Cohen-Goldberg Ariel M
Lang Speech. 2015 Dec;58(Pt 4):522-48. doi: 10.1177/0023830914567168.
Phonological theories differ as to whether phonological knowledge is abstract (e.g., phonemic), concrete (e.g., exemplar-based), or some combination of the two. The abstractness/concreteness of phonological knowledge was examined by analyzing the process of /r/-sandhi in two corpora of spoken English. Two predictions of exemplar-based theories were examined: the extent to which a word manifests a particular sound pattern like /r/-deletion should be influenced by (1) its lexical frequency and (2) its distribution in the language with respect to the sound pattern's conditioning environment. Lexical frequency was found to influence /r/-sandhi in a corpus of rhotic American English but not in a corpus of predominantly non-rhotic British English. No effect of a word's long-term distribution was found in either corpus. These results support theories proposing that phonological knowledge is both word-specific and abstract and indicate that speakers do not store all phonetic detail that is in principle available to them. The factors that may favor the use of word-specific versus abstract representations are discussed.

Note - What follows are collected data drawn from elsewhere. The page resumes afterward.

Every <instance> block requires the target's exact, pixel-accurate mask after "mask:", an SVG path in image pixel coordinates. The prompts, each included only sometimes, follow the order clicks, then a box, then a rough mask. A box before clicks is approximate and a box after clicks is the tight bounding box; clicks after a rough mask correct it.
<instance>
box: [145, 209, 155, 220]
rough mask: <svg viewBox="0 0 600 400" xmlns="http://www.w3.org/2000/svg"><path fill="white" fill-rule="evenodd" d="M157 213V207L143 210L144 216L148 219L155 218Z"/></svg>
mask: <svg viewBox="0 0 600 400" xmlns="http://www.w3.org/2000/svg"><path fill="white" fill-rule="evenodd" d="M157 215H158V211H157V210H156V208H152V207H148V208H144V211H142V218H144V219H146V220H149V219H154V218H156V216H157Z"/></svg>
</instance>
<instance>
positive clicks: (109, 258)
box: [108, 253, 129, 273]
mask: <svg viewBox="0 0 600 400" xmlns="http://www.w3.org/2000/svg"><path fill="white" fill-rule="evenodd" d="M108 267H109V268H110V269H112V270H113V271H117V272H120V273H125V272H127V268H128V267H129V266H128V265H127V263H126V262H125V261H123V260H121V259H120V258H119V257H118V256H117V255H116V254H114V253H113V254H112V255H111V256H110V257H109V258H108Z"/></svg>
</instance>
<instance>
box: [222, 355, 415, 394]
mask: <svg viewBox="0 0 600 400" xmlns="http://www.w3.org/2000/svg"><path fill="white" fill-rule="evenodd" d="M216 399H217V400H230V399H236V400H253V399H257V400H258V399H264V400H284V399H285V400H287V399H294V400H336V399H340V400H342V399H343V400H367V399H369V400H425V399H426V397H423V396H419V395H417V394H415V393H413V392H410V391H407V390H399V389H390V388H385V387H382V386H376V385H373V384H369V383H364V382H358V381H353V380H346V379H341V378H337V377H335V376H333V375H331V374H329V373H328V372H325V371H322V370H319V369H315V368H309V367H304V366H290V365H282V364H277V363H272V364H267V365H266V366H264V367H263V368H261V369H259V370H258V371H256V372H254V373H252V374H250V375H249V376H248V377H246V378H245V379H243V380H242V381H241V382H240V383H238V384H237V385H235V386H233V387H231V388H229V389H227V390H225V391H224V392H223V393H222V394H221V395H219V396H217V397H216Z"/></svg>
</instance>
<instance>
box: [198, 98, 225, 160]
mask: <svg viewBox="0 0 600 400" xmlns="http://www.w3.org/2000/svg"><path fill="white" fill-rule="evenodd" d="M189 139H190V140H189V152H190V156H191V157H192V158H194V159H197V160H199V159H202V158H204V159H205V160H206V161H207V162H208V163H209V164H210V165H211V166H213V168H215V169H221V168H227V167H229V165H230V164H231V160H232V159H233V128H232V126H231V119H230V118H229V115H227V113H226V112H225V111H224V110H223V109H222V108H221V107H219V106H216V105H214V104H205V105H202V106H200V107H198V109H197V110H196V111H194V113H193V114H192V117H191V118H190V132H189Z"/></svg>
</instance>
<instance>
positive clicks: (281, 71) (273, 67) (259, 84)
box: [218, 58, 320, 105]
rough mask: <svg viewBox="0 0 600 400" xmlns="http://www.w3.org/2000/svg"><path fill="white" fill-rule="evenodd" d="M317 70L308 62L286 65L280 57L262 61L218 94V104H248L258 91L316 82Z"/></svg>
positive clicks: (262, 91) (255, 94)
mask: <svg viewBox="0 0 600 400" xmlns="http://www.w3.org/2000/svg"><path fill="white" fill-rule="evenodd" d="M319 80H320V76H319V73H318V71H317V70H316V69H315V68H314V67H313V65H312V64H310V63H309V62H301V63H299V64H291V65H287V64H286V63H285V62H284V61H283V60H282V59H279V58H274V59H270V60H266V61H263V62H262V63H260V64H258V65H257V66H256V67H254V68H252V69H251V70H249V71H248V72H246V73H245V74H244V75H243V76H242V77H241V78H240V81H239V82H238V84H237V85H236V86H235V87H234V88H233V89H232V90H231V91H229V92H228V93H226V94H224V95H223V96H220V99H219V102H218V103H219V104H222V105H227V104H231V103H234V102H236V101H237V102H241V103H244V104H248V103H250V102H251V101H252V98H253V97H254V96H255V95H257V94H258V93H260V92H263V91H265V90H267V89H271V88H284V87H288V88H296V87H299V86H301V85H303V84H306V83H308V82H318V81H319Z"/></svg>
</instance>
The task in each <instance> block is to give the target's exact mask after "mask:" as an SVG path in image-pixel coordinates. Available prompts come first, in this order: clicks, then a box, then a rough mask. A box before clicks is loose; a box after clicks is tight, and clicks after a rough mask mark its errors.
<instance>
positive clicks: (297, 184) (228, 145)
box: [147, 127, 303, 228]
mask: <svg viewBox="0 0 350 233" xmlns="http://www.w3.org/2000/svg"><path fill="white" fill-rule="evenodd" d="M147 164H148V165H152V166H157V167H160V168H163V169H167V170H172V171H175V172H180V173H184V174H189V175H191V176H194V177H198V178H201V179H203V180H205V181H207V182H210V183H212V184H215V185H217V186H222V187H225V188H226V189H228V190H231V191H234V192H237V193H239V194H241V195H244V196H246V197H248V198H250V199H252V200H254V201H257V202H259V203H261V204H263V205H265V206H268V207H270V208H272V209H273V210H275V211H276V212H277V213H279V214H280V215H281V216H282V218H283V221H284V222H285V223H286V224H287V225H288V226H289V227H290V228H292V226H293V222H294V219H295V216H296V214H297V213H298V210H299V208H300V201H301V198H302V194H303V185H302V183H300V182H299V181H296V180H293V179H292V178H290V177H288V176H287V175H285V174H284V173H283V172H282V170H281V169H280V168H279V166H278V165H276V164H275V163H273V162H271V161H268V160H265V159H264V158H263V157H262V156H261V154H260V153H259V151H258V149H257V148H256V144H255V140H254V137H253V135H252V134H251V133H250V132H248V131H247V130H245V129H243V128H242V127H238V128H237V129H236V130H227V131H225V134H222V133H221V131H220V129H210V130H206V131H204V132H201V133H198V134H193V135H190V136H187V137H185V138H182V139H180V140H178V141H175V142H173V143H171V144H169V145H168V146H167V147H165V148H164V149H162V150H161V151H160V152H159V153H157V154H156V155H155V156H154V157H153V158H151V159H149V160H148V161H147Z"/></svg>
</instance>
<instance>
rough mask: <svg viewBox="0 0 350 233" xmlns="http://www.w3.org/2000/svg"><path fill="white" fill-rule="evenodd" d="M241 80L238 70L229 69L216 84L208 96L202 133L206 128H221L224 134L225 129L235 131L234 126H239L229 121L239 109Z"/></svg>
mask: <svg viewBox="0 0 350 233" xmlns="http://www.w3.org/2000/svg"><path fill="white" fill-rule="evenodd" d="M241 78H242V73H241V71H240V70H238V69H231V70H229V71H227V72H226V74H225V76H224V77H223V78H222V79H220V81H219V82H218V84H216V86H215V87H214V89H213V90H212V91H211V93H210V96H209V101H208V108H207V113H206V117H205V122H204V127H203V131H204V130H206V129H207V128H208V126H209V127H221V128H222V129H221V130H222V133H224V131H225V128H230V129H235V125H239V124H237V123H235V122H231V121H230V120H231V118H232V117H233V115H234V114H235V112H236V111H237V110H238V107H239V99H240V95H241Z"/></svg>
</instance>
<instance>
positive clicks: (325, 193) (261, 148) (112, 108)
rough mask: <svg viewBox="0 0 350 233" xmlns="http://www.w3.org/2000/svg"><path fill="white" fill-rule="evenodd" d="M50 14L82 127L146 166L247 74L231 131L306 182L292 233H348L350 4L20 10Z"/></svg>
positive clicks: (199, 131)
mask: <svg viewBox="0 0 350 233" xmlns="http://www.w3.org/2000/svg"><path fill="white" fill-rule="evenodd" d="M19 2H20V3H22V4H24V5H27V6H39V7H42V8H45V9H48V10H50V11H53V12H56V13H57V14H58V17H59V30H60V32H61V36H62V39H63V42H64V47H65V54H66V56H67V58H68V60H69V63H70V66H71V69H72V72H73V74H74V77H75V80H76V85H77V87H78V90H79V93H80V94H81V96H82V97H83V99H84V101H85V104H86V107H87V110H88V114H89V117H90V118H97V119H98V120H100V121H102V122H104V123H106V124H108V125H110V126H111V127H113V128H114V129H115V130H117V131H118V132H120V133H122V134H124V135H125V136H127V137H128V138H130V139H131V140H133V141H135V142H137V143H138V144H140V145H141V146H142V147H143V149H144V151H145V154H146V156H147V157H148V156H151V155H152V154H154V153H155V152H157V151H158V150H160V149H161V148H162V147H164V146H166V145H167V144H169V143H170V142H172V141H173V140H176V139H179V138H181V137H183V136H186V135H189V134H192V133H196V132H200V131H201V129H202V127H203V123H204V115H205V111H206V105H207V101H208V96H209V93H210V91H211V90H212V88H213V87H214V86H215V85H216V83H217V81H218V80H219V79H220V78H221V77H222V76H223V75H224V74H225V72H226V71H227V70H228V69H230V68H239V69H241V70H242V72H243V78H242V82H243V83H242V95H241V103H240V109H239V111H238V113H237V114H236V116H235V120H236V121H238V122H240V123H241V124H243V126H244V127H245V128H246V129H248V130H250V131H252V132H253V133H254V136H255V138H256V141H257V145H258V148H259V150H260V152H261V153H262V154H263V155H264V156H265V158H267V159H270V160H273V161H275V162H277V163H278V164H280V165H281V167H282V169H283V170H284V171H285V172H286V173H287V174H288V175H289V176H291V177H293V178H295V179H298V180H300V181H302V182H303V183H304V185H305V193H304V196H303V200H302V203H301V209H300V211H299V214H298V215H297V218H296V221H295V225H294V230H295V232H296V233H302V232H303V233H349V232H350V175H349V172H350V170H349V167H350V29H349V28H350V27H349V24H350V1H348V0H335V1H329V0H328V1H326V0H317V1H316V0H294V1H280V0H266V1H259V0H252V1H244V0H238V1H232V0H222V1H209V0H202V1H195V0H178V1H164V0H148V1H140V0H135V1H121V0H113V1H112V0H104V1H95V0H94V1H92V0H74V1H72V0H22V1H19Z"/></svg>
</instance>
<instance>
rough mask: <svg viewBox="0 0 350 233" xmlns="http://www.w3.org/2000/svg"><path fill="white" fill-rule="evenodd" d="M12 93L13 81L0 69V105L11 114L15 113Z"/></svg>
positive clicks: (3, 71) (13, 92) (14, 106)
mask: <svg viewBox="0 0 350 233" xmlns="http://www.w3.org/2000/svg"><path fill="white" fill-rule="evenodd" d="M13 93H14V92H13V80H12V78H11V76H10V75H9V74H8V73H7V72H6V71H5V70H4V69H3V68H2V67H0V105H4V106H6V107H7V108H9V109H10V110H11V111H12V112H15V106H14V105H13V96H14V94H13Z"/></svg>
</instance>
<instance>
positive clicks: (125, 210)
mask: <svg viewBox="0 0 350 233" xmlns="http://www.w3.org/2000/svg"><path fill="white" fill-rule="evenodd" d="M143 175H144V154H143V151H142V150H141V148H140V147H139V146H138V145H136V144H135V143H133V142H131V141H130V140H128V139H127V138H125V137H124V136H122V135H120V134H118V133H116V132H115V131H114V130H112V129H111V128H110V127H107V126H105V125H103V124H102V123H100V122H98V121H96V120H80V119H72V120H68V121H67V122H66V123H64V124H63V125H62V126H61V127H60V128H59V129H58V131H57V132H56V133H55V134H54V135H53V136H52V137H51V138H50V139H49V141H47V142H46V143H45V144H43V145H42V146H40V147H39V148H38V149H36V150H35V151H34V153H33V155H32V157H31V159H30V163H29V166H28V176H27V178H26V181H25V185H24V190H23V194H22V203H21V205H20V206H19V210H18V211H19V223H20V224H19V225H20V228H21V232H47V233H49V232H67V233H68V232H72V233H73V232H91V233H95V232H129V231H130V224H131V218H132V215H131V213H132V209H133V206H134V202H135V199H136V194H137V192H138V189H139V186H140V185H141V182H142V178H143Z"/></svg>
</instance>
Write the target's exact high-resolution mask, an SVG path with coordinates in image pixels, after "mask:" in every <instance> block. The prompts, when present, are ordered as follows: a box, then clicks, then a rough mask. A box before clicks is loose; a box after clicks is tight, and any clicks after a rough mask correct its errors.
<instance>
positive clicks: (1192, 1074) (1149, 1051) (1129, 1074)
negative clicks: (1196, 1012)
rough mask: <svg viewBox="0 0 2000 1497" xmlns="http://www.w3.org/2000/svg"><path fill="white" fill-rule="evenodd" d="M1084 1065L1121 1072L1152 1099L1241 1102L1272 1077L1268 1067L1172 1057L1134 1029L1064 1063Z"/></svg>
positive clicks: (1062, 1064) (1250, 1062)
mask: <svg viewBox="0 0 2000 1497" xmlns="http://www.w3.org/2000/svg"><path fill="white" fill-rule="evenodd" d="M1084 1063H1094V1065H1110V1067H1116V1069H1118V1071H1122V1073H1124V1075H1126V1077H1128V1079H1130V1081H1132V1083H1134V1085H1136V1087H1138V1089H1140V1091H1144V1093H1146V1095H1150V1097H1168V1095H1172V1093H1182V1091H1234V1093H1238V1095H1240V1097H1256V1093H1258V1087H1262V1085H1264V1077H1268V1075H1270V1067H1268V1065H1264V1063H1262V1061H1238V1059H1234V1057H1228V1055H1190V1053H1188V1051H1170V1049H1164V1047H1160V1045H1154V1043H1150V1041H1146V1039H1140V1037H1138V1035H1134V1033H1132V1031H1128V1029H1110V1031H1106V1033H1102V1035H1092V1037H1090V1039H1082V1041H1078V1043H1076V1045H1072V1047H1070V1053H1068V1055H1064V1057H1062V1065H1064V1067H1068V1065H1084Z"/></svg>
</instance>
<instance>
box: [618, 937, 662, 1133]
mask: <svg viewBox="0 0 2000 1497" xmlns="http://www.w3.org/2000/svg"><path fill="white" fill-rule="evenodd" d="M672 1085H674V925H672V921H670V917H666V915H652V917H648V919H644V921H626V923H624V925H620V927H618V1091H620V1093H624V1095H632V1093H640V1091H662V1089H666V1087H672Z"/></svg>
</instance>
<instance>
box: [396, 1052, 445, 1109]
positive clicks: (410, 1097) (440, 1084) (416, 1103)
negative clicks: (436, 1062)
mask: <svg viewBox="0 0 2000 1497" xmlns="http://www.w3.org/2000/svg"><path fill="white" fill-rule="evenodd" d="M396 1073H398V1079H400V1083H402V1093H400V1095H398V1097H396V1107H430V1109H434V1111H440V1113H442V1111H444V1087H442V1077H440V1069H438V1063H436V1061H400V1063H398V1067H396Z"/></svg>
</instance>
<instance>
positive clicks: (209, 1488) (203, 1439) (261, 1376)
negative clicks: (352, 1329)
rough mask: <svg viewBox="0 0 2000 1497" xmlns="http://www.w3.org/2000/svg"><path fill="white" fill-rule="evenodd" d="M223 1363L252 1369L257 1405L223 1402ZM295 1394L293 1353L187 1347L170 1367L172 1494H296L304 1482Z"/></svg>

语音理论在语音知识是抽象的(例如,音素的)、具体的(例如,基于范例的)还是两者的某种结合这一问题上存在差异。通过分析两个英语口语语料库中的/r/连读过程,研究了语音知识的抽象性/具体性。检验了基于范例理论的两个预测:一个单词表现出特定语音模式(如/r/省略)的程度应该受到(1)其词汇频率和(2)其在语言中相对于该语音模式的条件环境的分布的影响。研究发现,词汇频率对有/r/音的美国英语语料库中的/r/连读有影响,但对主要无/r/音的英国英语语料库没有影响。在这两个语料库中均未发现单词长期分布的影响。这些结果支持了提出语音知识既是特定于单词的又是抽象的理论,并表明说话者不会存储原则上对他们可用的所有语音细节。讨论了可能有利于使用特定于单词的表征与抽象表征的因素。